Wirklich früh erkannten die Leute, dass man mit Hilfe von Kälte und Minusgraden seine Nahrung lange Zeit frisch halten kann um sie später zu essen und bis dahin seinen Proviant aufzubewahren. Der Forscher Clerance Birdseye sah bei seinen Forschungsreisen zwischen 1915 und 1922 bereits wie Eskimos ihr Erbeutetes draußen bei Wind und niedrigsten arktischen Temperaturen der Kälte aussetzen um diese frisch zu halten. Diese Methode hat sich bis jetzt durchgerungen. In der Bundesrepublik Deutschland steigt fortdauernd die Anfrage nach Tiefkühlkost und jeder Deutsche verspeist im Durchschnitt ungefähr 40 Kilogramm jährlich.
Laut Birdseyes Forschungen, machten sich die Amerikaner an die Kreation eines Kühlungssystems und brachten bereits 1930 den ersten Gefrierschrank für den Handel auf den Markt. Birdseye erkannte auch, dass man die Lebensmittel auch bei niedrigeren Temperaturen frisch halten konnte als den Arktischen und so setzte sich die Norm durch, dass 0 Grad Fahrenheit die optimale Kälte ist. In Grad Celsius gerechnet entspricht sie – 18 Grad und ist gleichfalls in Europa mittlerweile zur Richtlinie geworden.
Gefrierschrank oder Gefriertruhe – das ist jetzt die Fragestellung!
Bei der Auswahl zwischen Gefrierschrank oder Gefriertruhe müssen Sie den eigenen Bedarf wissen.

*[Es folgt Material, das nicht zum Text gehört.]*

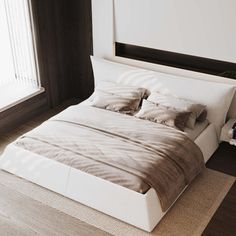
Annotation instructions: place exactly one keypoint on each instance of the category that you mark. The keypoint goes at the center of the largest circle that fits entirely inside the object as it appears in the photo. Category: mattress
(125, 150)
(198, 129)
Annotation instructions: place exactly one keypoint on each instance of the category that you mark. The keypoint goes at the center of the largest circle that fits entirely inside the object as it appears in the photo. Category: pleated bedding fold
(125, 150)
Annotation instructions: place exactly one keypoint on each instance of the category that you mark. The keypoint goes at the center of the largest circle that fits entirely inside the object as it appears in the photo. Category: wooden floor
(223, 222)
(14, 216)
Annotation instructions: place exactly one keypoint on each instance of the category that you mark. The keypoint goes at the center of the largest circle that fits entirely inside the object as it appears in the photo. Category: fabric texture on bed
(199, 127)
(216, 96)
(125, 150)
(163, 115)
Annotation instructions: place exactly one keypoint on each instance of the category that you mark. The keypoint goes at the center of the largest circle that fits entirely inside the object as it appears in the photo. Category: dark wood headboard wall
(178, 60)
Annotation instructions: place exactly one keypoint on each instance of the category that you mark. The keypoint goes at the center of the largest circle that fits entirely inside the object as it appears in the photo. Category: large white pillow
(216, 96)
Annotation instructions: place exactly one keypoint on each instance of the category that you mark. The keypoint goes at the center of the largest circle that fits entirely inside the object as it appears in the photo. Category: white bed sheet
(199, 127)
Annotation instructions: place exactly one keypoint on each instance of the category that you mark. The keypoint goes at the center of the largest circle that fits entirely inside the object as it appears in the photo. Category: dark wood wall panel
(178, 60)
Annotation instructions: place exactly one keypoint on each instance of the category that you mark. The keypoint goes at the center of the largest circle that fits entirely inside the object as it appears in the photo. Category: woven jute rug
(189, 215)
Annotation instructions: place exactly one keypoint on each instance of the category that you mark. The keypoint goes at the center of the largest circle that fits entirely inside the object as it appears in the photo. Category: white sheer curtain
(17, 52)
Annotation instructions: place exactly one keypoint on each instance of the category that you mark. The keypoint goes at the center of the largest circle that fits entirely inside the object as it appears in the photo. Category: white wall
(205, 28)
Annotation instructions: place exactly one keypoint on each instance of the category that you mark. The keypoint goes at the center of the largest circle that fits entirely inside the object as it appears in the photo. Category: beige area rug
(189, 215)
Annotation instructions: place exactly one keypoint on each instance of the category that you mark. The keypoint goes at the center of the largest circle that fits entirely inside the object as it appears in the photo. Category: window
(18, 68)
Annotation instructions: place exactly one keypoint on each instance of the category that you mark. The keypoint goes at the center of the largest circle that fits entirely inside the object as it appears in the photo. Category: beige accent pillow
(163, 115)
(114, 103)
(179, 104)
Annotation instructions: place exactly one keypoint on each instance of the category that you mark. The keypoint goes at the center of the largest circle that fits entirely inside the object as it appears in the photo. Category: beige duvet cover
(125, 150)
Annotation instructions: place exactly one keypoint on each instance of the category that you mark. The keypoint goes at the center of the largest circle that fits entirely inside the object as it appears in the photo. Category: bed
(141, 209)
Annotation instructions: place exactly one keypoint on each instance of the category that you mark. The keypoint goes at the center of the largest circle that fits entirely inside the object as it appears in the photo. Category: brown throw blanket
(125, 150)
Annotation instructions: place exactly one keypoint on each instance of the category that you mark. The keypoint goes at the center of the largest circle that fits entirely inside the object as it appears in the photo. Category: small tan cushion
(179, 104)
(163, 115)
(115, 103)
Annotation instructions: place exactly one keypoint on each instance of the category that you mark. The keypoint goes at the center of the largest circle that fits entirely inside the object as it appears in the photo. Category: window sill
(13, 94)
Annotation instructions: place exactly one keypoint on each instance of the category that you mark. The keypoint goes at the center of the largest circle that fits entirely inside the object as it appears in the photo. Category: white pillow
(216, 96)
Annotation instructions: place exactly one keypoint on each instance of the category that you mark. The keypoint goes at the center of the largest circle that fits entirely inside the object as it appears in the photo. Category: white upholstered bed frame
(141, 210)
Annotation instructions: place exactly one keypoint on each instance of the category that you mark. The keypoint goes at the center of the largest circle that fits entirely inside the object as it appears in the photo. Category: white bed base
(141, 210)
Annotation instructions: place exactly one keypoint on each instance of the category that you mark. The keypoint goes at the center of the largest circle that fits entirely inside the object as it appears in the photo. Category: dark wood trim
(178, 60)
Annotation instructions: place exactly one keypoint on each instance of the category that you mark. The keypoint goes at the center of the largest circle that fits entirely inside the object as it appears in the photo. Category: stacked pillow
(164, 109)
(117, 97)
(163, 115)
(197, 111)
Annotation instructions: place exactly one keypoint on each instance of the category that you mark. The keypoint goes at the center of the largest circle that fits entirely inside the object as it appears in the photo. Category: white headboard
(201, 28)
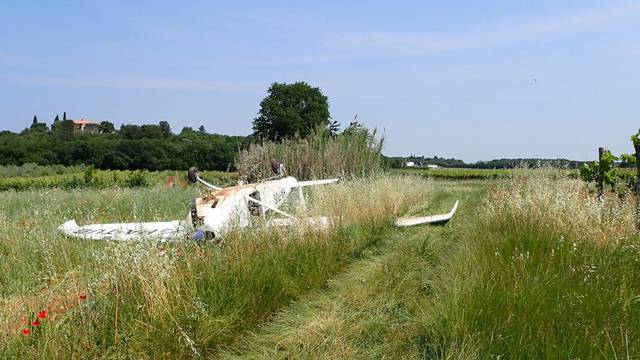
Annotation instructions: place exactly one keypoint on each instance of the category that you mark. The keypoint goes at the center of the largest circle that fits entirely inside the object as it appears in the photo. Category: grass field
(532, 266)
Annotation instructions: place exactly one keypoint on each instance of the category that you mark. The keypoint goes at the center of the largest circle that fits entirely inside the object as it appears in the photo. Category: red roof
(84, 122)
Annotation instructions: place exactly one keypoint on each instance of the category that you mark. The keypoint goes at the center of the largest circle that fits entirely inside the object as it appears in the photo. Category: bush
(136, 179)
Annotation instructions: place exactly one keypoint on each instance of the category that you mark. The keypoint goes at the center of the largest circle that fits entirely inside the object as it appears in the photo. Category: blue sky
(475, 80)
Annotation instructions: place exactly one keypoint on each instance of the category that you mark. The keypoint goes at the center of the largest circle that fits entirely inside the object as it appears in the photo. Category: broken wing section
(431, 219)
(161, 231)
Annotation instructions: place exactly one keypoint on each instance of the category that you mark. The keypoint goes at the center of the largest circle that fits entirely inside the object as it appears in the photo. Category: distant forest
(156, 147)
(152, 147)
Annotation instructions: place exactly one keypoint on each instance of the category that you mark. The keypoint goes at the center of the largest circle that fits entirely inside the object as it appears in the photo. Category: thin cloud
(395, 43)
(144, 83)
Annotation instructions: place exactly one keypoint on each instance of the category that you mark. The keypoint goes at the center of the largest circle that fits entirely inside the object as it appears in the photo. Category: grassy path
(376, 308)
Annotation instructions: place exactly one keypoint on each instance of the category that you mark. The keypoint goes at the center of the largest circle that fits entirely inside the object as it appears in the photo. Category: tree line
(132, 147)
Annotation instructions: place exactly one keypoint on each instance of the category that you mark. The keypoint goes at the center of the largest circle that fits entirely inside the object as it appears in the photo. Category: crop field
(473, 174)
(532, 265)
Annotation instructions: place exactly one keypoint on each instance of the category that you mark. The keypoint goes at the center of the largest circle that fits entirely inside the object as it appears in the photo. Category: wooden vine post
(600, 174)
(636, 144)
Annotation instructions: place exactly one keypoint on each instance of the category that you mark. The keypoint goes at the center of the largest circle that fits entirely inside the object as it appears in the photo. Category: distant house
(85, 126)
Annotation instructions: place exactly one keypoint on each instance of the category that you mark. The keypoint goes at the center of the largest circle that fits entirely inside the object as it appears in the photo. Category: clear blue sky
(470, 79)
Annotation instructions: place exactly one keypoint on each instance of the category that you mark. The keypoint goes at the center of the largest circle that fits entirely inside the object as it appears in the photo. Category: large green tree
(291, 109)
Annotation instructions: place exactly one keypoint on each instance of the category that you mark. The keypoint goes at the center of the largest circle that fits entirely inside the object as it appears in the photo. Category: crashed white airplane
(222, 209)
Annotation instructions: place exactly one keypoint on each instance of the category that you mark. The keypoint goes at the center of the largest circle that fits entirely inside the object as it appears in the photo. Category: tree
(291, 109)
(67, 130)
(107, 127)
(166, 128)
(151, 131)
(37, 126)
(131, 132)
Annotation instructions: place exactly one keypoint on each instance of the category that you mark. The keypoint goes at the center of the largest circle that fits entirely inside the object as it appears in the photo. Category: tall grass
(547, 272)
(182, 300)
(355, 152)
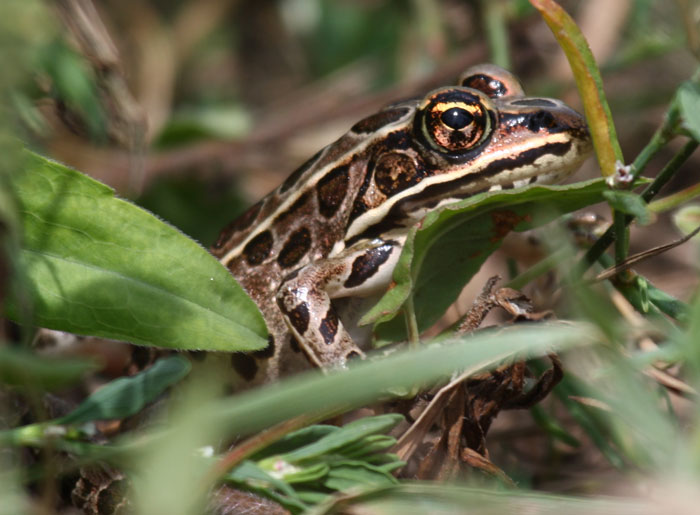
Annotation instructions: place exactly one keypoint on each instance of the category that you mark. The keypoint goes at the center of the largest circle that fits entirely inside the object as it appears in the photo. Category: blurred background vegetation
(196, 108)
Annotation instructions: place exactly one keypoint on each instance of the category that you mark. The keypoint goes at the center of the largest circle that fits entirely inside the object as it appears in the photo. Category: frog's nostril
(541, 120)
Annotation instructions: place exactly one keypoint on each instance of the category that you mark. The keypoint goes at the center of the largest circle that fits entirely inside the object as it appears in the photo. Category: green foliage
(127, 396)
(451, 244)
(19, 367)
(90, 263)
(94, 264)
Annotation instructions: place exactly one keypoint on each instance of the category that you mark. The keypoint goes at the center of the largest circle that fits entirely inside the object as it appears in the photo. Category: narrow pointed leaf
(126, 396)
(588, 81)
(451, 244)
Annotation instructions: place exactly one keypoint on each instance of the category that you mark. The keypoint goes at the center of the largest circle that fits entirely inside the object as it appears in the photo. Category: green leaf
(126, 396)
(23, 368)
(451, 244)
(689, 101)
(305, 474)
(249, 476)
(347, 434)
(687, 219)
(98, 265)
(364, 382)
(629, 203)
(588, 82)
(351, 474)
(295, 440)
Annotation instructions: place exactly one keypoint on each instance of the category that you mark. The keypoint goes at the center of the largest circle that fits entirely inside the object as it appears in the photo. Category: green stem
(621, 236)
(676, 199)
(411, 323)
(496, 32)
(664, 176)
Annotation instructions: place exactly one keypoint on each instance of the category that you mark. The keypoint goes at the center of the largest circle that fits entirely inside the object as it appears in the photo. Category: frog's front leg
(305, 298)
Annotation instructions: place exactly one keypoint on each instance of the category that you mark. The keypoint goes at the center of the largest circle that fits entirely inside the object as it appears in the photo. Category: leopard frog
(335, 227)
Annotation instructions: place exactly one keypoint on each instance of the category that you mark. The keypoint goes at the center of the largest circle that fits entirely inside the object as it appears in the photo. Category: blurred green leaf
(347, 434)
(687, 219)
(74, 85)
(126, 396)
(216, 122)
(689, 100)
(20, 367)
(349, 474)
(629, 203)
(427, 498)
(98, 265)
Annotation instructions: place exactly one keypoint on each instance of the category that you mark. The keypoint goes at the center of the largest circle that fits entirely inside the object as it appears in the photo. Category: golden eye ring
(454, 121)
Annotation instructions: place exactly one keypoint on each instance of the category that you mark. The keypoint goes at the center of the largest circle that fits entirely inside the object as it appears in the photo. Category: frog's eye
(454, 120)
(491, 80)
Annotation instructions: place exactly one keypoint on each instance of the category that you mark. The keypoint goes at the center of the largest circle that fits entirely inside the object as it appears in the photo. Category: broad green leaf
(98, 265)
(689, 101)
(451, 244)
(629, 203)
(24, 368)
(588, 81)
(126, 396)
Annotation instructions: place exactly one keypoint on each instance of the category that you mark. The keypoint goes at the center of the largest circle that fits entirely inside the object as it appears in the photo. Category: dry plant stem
(641, 256)
(411, 439)
(481, 307)
(664, 176)
(126, 121)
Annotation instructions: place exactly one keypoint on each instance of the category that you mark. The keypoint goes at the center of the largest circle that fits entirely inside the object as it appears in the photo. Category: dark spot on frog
(367, 264)
(395, 172)
(332, 189)
(541, 120)
(294, 343)
(293, 209)
(295, 248)
(258, 249)
(353, 355)
(268, 351)
(329, 326)
(298, 317)
(245, 365)
(489, 85)
(239, 224)
(378, 120)
(299, 172)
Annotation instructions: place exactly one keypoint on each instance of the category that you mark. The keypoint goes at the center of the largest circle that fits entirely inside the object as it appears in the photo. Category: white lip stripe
(364, 221)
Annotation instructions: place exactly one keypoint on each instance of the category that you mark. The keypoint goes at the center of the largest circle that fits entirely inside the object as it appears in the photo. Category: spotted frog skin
(336, 226)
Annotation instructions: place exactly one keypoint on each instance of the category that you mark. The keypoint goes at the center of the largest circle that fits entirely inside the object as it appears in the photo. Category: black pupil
(456, 118)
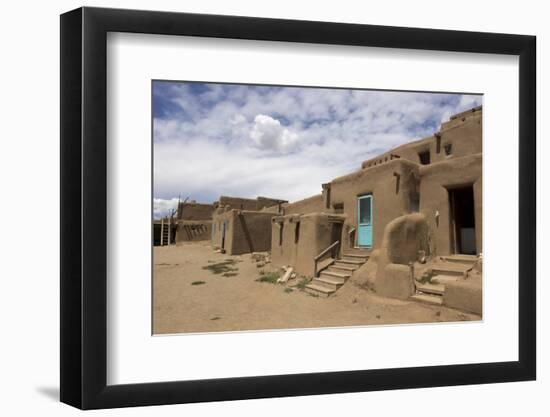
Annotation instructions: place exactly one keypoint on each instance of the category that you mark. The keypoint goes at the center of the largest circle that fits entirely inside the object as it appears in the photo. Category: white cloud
(162, 207)
(269, 134)
(284, 142)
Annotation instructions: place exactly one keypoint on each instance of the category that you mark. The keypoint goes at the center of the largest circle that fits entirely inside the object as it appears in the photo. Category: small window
(424, 157)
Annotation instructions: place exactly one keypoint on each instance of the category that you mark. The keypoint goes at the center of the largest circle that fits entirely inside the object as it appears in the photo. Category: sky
(215, 139)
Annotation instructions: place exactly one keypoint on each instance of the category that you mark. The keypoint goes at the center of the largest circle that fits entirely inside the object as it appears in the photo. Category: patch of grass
(271, 278)
(303, 282)
(222, 267)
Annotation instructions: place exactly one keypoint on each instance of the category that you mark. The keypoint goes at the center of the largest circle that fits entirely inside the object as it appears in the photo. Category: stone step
(344, 275)
(450, 268)
(444, 279)
(345, 261)
(340, 268)
(461, 259)
(437, 289)
(318, 290)
(428, 299)
(360, 256)
(331, 283)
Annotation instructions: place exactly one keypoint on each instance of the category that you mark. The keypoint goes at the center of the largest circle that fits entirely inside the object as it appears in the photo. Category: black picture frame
(84, 207)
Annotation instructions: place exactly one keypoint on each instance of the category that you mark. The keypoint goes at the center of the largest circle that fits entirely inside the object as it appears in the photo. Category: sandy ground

Haben Sie genug Freiraum in der Küche oder sogar Raum im Keller, so können Sie sich für die Gefriertruhe festlegen, da diese relativ Reich an Platz ist, allerdings auch jede Menge Raum für Viktualien gewährt. Ein Tiefkühlschrank passt ebenso in den größten Fällen in die Küche, wenngleich das Platzangebot dabei keinesfalls ganz so reichhaltig ist. Alles hängt auch davon ab, wie häufig Sie shoppen gehen oder wie sehr der naheste Laden entfernt ist. Vielmals ist hierbei das Gefrierfach im Kühlschrank genug, da man onehin zumeist shoppen geht und demzufolge auf Gefrierschrank oder Gefriertruhe verzichten kann, damit auch auf die in Folge dessen verbundenen Stromkosten, die bei Gefriertruhen im Großen und Ganzen höher ausfallen wie bei Schränken.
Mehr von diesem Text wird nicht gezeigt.